Friday’s initial tilt in the precious metals markets was to the downside as the US dollar continued to strengthen and it reached 79.30 on the trade-weighted index. Gold spot prices fell by about $11 to the $1,706 area as the euro slipped to near $1.32 (once again, below its 100-day moving average despite assertions by European officials that the "contagion" has been "contained") against the greenback and as crude oil moved lower as well, nearing $108 after reports the Saudi Arabia refuted news about a pipeline explosion having taken place.

US gold and silver coin sales experienced a fairly dramatic decline last month as shown in the latest figures from the Treasury Department’s US Mint. Only 21,000 ounces of gold coins were sold to its primary distributors, down by 106,000 ounces from January.
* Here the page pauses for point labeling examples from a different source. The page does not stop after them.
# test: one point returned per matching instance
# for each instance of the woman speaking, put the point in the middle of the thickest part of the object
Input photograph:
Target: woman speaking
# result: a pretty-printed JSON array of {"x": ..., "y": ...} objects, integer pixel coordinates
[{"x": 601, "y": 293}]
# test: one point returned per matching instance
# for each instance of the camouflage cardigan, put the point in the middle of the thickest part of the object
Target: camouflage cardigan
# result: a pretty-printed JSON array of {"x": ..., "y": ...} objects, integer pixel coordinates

Silver coin sales fell by over 75% to 1.49 million ounces from the near-record 6.1 million ounces recorded in January.

HSBC analyst James Steel attributes the decline in sales to the run-up in prices the markets experienced during the month: "The sharp decline in coin sales shows some consumer retrenchment in reaction to the higher prices.” Still, it can also be argued that such sales by the Mint to its distributors are "leading" in nature as the dealer community stocks up on what it believes will be forthcoming demand. In that sense, January’s offtake can be interpreted as indicative of what dealers expected to move into investors’ hands in February, while last month’s small purchases could be pointing to very slow retail sales during the current month.

The Bernanke-triggered “flash” metals’ 5%+ price debacle that occurred in the final trading hours of February is also likely to keep more than a few retail buyers uncertain about what to do (or not to do) in March. Sadly, the interest levels among retail buyers tend to intensify only after a metal has had a sizeable run and when they are suddenly fearful of missing the proverbial “boat.” Finally, while on the subject, it is worth noting that while the February sales numbers do come on the heels of a very strong showing in January, the numbers are also significantly lower than those that were recorded one year ago.
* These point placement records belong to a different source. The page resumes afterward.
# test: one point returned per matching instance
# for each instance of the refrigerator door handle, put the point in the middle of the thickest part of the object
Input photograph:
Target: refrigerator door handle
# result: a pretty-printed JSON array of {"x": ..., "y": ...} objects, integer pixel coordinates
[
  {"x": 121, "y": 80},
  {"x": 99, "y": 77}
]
For example, in February of 2011 gold coin sales totaled 92,500 ounces while silver coin sales came in at 3.24 million ounces. We already mentioned the fact that overall investment in the USA in precious metals last year appears to have declined by about $1 billion dollars from the previous year. There is a hint that some kind of potential "saturation" is afoot in the US market following a period of more than a decade’s worth of rising metals prices.

Surveyed metals retailers still indicate fairly low levels on telephone inquiries and relay a feeling of uncertainty among small-scale would-be buyers. This is taking place despite what would normally be regarded as price-supportive background geopolitical developments such as this one. The most commonly posed question by such prospects is: “Do you think the metals might fall some more?”

At this juncture, that is very likely the $64K question of the day/week/month. UBS analyst Edel Tully opines that “gold’s incredible 2012 rally was being held up by the fickle speculator community, known to run for the hills at the first sign of danger.” That first “sign” was flashed courtesy of Mr. Bernanke on Wednesday on Capitol Hill. Ms. Tully then looks at the bargain-hunting that emerged in the wake of gold’s $100+ plunge and remains tentative:

“Our hesitancy right now stems from the fact that the buying on this break has been one-sided so far. And it’s not just the physical market that has been staying out of the action; the same applies for ETFs. So, for now, gold’s short-term destiny is in the hands of the spec community, a group known for its fickleness.”

The “specs” have clearly been in the driver’s seat; this is a fact we (and others such as Ned Schmidt) have been trying to bring to your attention since at least September of last year. For the small investor, this is not a very encouraging paradigm, to be sure. This market needs the physical component to kick in lest it is prepared to clear at a lower price equation.